Lanjutan dari Kyai Sala dan Mayat Raden Pabelan.
Prajurit yang diperintah oleh Sultan Hadiwijaya untuk memanggil Tumengung Mayang tak perlu mengulur waktu, saat itu juga ia menuju kediamanan Tumenggung Mayang. Perasaan Tumenggung Mayang campur aduk, mengapa ia dipanggil menghadap sultan secara mendadak seperti itu.
“Sampeyan tidak becus mendidik anak. Pabelan telah berani masuk keputren dan berhasil menggoda putriku. Beteng keputren yang sudah dilapisi kekuatan gaib bisa ditembus oleh Pabelan karena ia telah sampeyan bekali ilmu kesaktian!”
Sultan Hadiwijaya meluapkan kemarahannya. Tumenggung Mayang hanya bisa menunduk. Memang benar apa yang dituduhkan junjungannya itu, ia memberi sebuah kesaktian kepada anak lelakinya itu supaya bisa menembus beteng keputren.

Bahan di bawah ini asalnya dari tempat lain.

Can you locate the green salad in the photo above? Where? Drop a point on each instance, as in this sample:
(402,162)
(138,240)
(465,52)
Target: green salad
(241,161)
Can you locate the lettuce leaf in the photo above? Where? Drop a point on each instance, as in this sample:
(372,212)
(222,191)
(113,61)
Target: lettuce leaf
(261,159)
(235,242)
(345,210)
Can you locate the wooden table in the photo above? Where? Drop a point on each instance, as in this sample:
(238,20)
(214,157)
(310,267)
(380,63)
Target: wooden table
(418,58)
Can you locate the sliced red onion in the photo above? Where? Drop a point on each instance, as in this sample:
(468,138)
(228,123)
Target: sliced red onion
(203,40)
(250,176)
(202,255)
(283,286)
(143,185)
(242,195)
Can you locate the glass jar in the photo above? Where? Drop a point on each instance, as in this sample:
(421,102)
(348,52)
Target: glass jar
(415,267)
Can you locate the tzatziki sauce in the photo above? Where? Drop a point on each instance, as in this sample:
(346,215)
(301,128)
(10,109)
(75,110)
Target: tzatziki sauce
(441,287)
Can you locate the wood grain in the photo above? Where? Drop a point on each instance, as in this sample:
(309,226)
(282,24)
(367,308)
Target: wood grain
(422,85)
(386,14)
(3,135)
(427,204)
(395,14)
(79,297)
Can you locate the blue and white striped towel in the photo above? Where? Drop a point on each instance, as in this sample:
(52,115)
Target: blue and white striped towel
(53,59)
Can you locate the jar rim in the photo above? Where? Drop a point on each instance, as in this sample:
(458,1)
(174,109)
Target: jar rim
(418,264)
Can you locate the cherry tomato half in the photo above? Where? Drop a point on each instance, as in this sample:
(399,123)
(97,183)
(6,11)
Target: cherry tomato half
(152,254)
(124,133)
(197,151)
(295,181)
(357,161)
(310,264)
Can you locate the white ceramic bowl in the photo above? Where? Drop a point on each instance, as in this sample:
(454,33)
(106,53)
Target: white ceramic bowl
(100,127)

“Pabelan sudah aku bunuh dan mayatnya dibuang di Bengawan Laweyan. Sebagai hukuman untukmu, segera tinggalkan Pajang. Sekompi prajurit akan mengantarkanmu ke Semarang untuk menjalani hukuman buang.
Tumenggung Mayang menceritakan kepada istrinya perihal pertemuannya dengan sultan yang menghukum dirinya untuk dibuang ke Semarang. Istri Tumenggung Mayang sangat sedih. Ia pun segera mengirim kabar duka ini kepada kakaknya di Mataram, yang tak lain adalah Panembahan Senapati.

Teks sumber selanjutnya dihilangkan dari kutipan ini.